Up-to-date information can be found elsewhere in Te Ara.




Although the New Zealand railway system is predominantly single track, with crossing loops at stations, double-line working has been made possible as a result of duplication in several areas where traffic density is exceptionally high. More than 157 route miles of double track were in use at the end of 1964 on the approaches to Auckland, Wellington, Christchurch, and Dunedin. The section between Auckland and Frankton, which carries the highest density of traffic in New Zealand, is duplicated for almost its full length of 84 miles. The task of reconstructing the railways to meet modern needs is a never-ending one. The financial stringencies of the seventies and eighties, and later, resulted in economies of construction that today seriously hamper railway operations, and deviations are necessary to shorten distances, to reduce severe curvature, or to eliminate steep gradients. Old bridges – some dating from the earliest days of railways in this country – enforce restrictions on modern locomotives which are quite unacceptable, and in most instances such bridges are no longer economical to maintain in good condition. As rapidly as finances and engineering considerations permit, they are being replaced by new structures designed to have a very long life combined with low maintenance costs. New Zealand railway engineers are making increasing use of prestressed concrete as a construction material, and it would appear that the concrete railway bridge will in the future become as commonplace as was once the timber bridge in the nineteenth century.

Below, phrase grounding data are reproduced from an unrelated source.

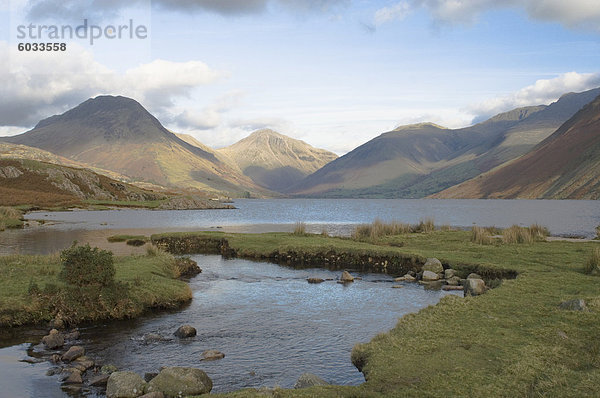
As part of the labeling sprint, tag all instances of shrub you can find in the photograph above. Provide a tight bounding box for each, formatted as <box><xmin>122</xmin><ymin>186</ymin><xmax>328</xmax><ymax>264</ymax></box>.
<box><xmin>59</xmin><ymin>244</ymin><xmax>115</xmax><ymax>287</ymax></box>
<box><xmin>584</xmin><ymin>247</ymin><xmax>600</xmax><ymax>275</ymax></box>
<box><xmin>471</xmin><ymin>226</ymin><xmax>493</xmax><ymax>245</ymax></box>
<box><xmin>293</xmin><ymin>222</ymin><xmax>307</xmax><ymax>235</ymax></box>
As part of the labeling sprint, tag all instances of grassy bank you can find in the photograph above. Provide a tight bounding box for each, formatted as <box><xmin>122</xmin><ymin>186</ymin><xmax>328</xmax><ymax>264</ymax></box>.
<box><xmin>0</xmin><ymin>206</ymin><xmax>24</xmax><ymax>230</ymax></box>
<box><xmin>0</xmin><ymin>248</ymin><xmax>192</xmax><ymax>327</ymax></box>
<box><xmin>151</xmin><ymin>229</ymin><xmax>600</xmax><ymax>397</ymax></box>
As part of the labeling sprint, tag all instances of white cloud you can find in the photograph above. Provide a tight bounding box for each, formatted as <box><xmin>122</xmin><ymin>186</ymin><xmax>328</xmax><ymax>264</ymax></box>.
<box><xmin>468</xmin><ymin>71</ymin><xmax>600</xmax><ymax>121</ymax></box>
<box><xmin>0</xmin><ymin>41</ymin><xmax>224</xmax><ymax>128</ymax></box>
<box><xmin>374</xmin><ymin>2</ymin><xmax>410</xmax><ymax>26</ymax></box>
<box><xmin>413</xmin><ymin>0</ymin><xmax>600</xmax><ymax>30</ymax></box>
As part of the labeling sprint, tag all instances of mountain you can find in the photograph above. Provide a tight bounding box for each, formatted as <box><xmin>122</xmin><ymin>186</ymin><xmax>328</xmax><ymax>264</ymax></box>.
<box><xmin>217</xmin><ymin>129</ymin><xmax>338</xmax><ymax>192</ymax></box>
<box><xmin>289</xmin><ymin>88</ymin><xmax>600</xmax><ymax>198</ymax></box>
<box><xmin>431</xmin><ymin>94</ymin><xmax>600</xmax><ymax>199</ymax></box>
<box><xmin>1</xmin><ymin>96</ymin><xmax>266</xmax><ymax>197</ymax></box>
<box><xmin>0</xmin><ymin>158</ymin><xmax>164</xmax><ymax>208</ymax></box>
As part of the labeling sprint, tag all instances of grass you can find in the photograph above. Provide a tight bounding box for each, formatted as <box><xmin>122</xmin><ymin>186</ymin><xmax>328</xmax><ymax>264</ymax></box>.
<box><xmin>107</xmin><ymin>234</ymin><xmax>149</xmax><ymax>243</ymax></box>
<box><xmin>584</xmin><ymin>247</ymin><xmax>600</xmax><ymax>275</ymax></box>
<box><xmin>151</xmin><ymin>229</ymin><xmax>600</xmax><ymax>398</ymax></box>
<box><xmin>502</xmin><ymin>224</ymin><xmax>549</xmax><ymax>244</ymax></box>
<box><xmin>293</xmin><ymin>221</ymin><xmax>307</xmax><ymax>236</ymax></box>
<box><xmin>471</xmin><ymin>225</ymin><xmax>494</xmax><ymax>245</ymax></box>
<box><xmin>596</xmin><ymin>225</ymin><xmax>600</xmax><ymax>240</ymax></box>
<box><xmin>0</xmin><ymin>206</ymin><xmax>24</xmax><ymax>230</ymax></box>
<box><xmin>352</xmin><ymin>219</ymin><xmax>435</xmax><ymax>241</ymax></box>
<box><xmin>0</xmin><ymin>248</ymin><xmax>191</xmax><ymax>327</ymax></box>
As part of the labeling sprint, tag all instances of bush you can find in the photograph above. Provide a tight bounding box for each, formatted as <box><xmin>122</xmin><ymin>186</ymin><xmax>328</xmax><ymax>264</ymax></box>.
<box><xmin>584</xmin><ymin>247</ymin><xmax>600</xmax><ymax>275</ymax></box>
<box><xmin>59</xmin><ymin>244</ymin><xmax>115</xmax><ymax>287</ymax></box>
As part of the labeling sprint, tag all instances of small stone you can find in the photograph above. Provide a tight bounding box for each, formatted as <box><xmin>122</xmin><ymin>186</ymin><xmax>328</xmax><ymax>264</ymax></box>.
<box><xmin>340</xmin><ymin>271</ymin><xmax>354</xmax><ymax>282</ymax></box>
<box><xmin>442</xmin><ymin>285</ymin><xmax>464</xmax><ymax>291</ymax></box>
<box><xmin>395</xmin><ymin>274</ymin><xmax>416</xmax><ymax>282</ymax></box>
<box><xmin>557</xmin><ymin>330</ymin><xmax>568</xmax><ymax>340</ymax></box>
<box><xmin>174</xmin><ymin>325</ymin><xmax>196</xmax><ymax>338</ymax></box>
<box><xmin>444</xmin><ymin>269</ymin><xmax>456</xmax><ymax>279</ymax></box>
<box><xmin>446</xmin><ymin>276</ymin><xmax>462</xmax><ymax>286</ymax></box>
<box><xmin>558</xmin><ymin>299</ymin><xmax>587</xmax><ymax>311</ymax></box>
<box><xmin>307</xmin><ymin>278</ymin><xmax>324</xmax><ymax>284</ymax></box>
<box><xmin>464</xmin><ymin>279</ymin><xmax>486</xmax><ymax>296</ymax></box>
<box><xmin>42</xmin><ymin>329</ymin><xmax>64</xmax><ymax>349</ymax></box>
<box><xmin>201</xmin><ymin>349</ymin><xmax>225</xmax><ymax>361</ymax></box>
<box><xmin>62</xmin><ymin>369</ymin><xmax>83</xmax><ymax>384</ymax></box>
<box><xmin>422</xmin><ymin>270</ymin><xmax>439</xmax><ymax>281</ymax></box>
<box><xmin>101</xmin><ymin>364</ymin><xmax>119</xmax><ymax>374</ymax></box>
<box><xmin>392</xmin><ymin>285</ymin><xmax>404</xmax><ymax>289</ymax></box>
<box><xmin>89</xmin><ymin>374</ymin><xmax>110</xmax><ymax>386</ymax></box>
<box><xmin>62</xmin><ymin>346</ymin><xmax>85</xmax><ymax>362</ymax></box>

Each of the four main centres – Wellington, Auckland, Christchurch, and Dunedin – now possesses a large and well-planned passenger terminal. The newest, at Christchurch, was completed in 1960. At many of the provincial centres, and at some country towns, the traditional rambling wooden station building has been replaced by a neat and functional structure of contemporary design. It would be premature to state that the replacement of old and inadequate station buildings is planned on a large scale, but the trend is a continuing one, as is shown by the recent construction of attractive stations at Rotorua, Te Awamutu, New Plymouth, Stratford, Napier, Palmerston North, Feilding, Lyttelton, Springfield and Port Chalmers. Many new goods sheds are also being built, particularly in the Auckland district, where an expanding economy is taxing existing facilities. To reduce manual work, greater use is being made of mechanical appliances such as mobile cranes and forklifts. At Frankton a new trans-shipment shed with freight trolleys propelled by an underfloor endless chain was opened in 1960, and at Westfield, on the outskirts of the Auckland metropolitan area, an extensive new marshalling yard costing more than £700,000 was brought into use in 1962. Elsewhere, crossing loops and station yards are being lengthened or otherwise increased in capacity to accommodate the bigger freight trains that diesel locomotives have made possible.